Trestle bridge girders being assembled.
Trestle girders test fit on top of the aluminum spine. These are the same spans seen in the earlier photo of the temporary roadbed.
The completed trestle girders were painted aluminum, matching the appearance of Salt Creek Trestle from 1962 onwards. Although my standard for most railroad structures on my railroad uses 1954 (late steam era) appearance as a guideline, I chose to diverge to a bit more modern for my big trestles. The aluminum paint is what most operators and visitors will recall for these trestles, particularly the very easily viewed Salt Creek Trestle. The saddle spacers were painted black, just as the aluminum spine. This turns both the spine and the spacers invisible once the track is placed on the trestle.
I applied light rust weathering to the base of the girders using Pan Pastels. This was my first use of Pan Pastels—I like them! I chose the light rust weathering to match my 1973 photo. Typical of most railroad bridges, the trestle has not been painted since that original 1962 paint job, so a lot more rust shows in photos today.
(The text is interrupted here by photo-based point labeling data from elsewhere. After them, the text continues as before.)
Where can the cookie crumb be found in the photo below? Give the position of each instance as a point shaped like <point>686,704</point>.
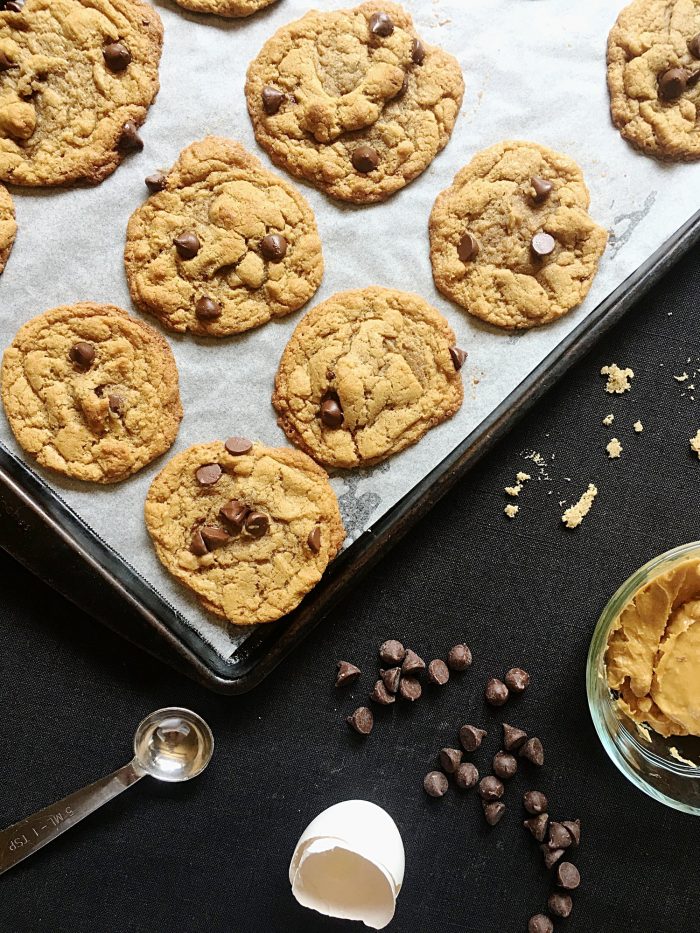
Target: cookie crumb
<point>618,379</point>
<point>573,516</point>
<point>614,449</point>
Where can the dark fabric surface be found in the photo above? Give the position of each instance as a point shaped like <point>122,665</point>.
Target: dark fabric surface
<point>213,855</point>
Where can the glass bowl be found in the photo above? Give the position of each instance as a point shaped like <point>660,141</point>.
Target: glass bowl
<point>667,769</point>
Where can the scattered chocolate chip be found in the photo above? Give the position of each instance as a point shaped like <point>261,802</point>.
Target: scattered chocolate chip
<point>273,247</point>
<point>493,811</point>
<point>560,905</point>
<point>418,52</point>
<point>513,737</point>
<point>156,182</point>
<point>207,309</point>
<point>314,540</point>
<point>116,403</point>
<point>490,788</point>
<point>495,692</point>
<point>381,24</point>
<point>391,678</point>
<point>331,413</point>
<point>347,674</point>
<point>365,159</point>
<point>471,737</point>
<point>82,354</point>
<point>381,695</point>
<point>541,187</point>
<point>534,801</point>
<point>540,923</point>
<point>542,244</point>
<point>361,720</point>
<point>435,784</point>
<point>187,245</point>
<point>237,445</point>
<point>567,876</point>
<point>116,55</point>
<point>504,765</point>
<point>537,825</point>
<point>450,759</point>
<point>468,247</point>
<point>197,545</point>
<point>410,689</point>
<point>559,836</point>
<point>458,358</point>
<point>459,658</point>
<point>672,83</point>
<point>208,474</point>
<point>273,99</point>
<point>466,776</point>
<point>533,751</point>
<point>517,680</point>
<point>234,513</point>
<point>257,524</point>
<point>392,652</point>
<point>214,537</point>
<point>129,139</point>
<point>438,672</point>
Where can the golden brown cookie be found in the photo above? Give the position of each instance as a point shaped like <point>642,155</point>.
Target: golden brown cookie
<point>78,77</point>
<point>511,240</point>
<point>654,77</point>
<point>353,100</point>
<point>249,529</point>
<point>8,226</point>
<point>366,374</point>
<point>233,8</point>
<point>91,392</point>
<point>222,245</point>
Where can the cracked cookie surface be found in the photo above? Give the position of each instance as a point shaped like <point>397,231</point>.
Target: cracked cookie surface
<point>511,240</point>
<point>8,226</point>
<point>353,100</point>
<point>366,374</point>
<point>76,80</point>
<point>225,245</point>
<point>91,392</point>
<point>233,8</point>
<point>249,532</point>
<point>654,77</point>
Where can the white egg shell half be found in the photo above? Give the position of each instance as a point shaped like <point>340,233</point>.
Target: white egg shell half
<point>349,864</point>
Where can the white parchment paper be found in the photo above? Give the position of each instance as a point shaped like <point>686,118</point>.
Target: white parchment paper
<point>534,69</point>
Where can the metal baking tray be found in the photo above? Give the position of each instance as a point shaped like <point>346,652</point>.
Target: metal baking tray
<point>49,538</point>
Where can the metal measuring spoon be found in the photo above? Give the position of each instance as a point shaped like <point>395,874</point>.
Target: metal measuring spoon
<point>170,744</point>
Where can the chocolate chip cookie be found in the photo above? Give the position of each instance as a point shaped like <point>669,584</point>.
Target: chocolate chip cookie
<point>511,240</point>
<point>654,77</point>
<point>233,8</point>
<point>222,245</point>
<point>91,392</point>
<point>77,80</point>
<point>8,226</point>
<point>248,528</point>
<point>366,374</point>
<point>353,100</point>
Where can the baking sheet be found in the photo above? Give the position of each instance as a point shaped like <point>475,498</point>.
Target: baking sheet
<point>534,69</point>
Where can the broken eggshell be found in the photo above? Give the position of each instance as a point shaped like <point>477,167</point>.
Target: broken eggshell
<point>349,864</point>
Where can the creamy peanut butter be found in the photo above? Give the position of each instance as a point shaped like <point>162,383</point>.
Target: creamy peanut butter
<point>653,652</point>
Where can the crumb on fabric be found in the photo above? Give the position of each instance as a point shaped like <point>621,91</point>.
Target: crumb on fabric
<point>574,515</point>
<point>618,379</point>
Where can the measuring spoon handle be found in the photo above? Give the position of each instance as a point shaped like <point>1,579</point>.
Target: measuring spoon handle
<point>23,839</point>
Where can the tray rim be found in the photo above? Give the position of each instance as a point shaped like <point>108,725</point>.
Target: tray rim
<point>268,645</point>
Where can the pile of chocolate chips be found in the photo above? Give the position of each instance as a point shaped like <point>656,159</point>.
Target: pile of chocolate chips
<point>400,676</point>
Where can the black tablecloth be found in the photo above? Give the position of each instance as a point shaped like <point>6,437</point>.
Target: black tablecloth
<point>213,855</point>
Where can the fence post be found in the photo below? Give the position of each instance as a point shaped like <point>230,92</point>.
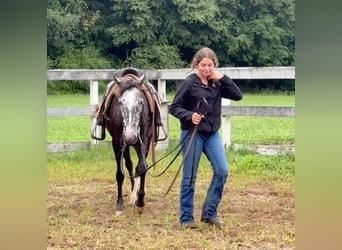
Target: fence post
<point>226,126</point>
<point>94,100</point>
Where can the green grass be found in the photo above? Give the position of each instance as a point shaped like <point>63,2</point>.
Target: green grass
<point>257,204</point>
<point>245,130</point>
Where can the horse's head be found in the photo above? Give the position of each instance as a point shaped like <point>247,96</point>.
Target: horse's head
<point>131,102</point>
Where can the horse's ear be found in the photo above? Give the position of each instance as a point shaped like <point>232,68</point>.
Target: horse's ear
<point>116,79</point>
<point>142,78</point>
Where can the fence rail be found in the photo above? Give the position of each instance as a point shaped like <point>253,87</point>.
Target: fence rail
<point>162,76</point>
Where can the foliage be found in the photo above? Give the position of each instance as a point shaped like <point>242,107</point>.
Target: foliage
<point>155,34</point>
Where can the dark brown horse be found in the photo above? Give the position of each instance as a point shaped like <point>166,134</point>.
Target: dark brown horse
<point>130,125</point>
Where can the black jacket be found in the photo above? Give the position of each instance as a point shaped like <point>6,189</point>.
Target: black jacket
<point>189,93</point>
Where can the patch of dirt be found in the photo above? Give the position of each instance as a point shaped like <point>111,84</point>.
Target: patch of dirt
<point>258,214</point>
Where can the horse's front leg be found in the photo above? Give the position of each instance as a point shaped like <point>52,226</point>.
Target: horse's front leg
<point>140,189</point>
<point>120,177</point>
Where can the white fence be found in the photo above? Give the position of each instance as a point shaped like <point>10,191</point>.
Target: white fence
<point>162,76</point>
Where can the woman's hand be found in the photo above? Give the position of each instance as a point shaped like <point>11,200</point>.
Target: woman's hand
<point>215,75</point>
<point>196,118</point>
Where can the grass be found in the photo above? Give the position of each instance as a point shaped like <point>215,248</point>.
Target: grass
<point>245,130</point>
<point>257,204</point>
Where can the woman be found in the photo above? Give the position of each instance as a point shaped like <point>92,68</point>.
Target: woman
<point>204,86</point>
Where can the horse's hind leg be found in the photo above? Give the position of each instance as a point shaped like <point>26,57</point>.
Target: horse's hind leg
<point>120,178</point>
<point>140,190</point>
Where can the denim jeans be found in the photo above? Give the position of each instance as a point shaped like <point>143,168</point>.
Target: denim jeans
<point>210,144</point>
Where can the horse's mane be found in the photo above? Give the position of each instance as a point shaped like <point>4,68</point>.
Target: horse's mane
<point>128,81</point>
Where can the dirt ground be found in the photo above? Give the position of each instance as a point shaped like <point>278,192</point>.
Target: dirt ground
<point>259,213</point>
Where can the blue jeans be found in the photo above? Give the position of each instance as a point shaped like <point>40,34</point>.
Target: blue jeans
<point>210,144</point>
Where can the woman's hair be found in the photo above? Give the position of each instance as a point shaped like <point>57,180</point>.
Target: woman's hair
<point>202,53</point>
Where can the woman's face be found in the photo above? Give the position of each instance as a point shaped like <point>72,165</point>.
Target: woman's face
<point>205,67</point>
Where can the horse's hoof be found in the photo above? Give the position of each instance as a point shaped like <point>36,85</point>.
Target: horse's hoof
<point>140,210</point>
<point>118,213</point>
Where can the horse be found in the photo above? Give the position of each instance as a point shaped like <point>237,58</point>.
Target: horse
<point>130,124</point>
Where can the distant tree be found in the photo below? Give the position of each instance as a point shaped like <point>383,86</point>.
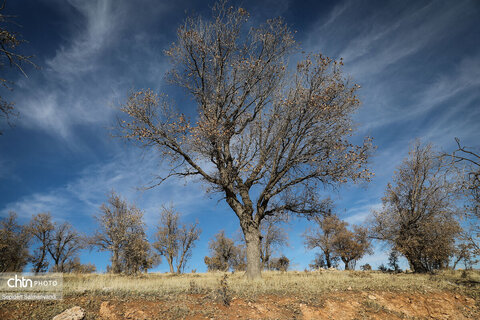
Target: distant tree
<point>464,251</point>
<point>323,237</point>
<point>137,254</point>
<point>382,268</point>
<point>41,228</point>
<point>336,241</point>
<point>273,236</point>
<point>366,267</point>
<point>418,214</point>
<point>351,246</point>
<point>393,260</point>
<point>280,264</point>
<point>266,135</point>
<point>121,229</point>
<point>64,244</point>
<point>224,254</point>
<point>319,262</point>
<point>75,266</point>
<point>9,56</point>
<point>173,241</point>
<point>467,164</point>
<point>14,242</point>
I wanted my “time-machine” to represent an earlier time, so the light rust coating was applied.
The trestle girders were installed using adhesive caulk between the spacer saddles and the aluminum spine. This fixed them in place, but still allowed for tipping the girder assemblies to level them side-to-side. That leveling occurred when the trestle towers were placed. Meanwhile, placing the girders on the spine allowed me to place track back over the trestle, although such placement needed to remain temporary for succeeding construction steps.
Salt Creek Trestle girders installed.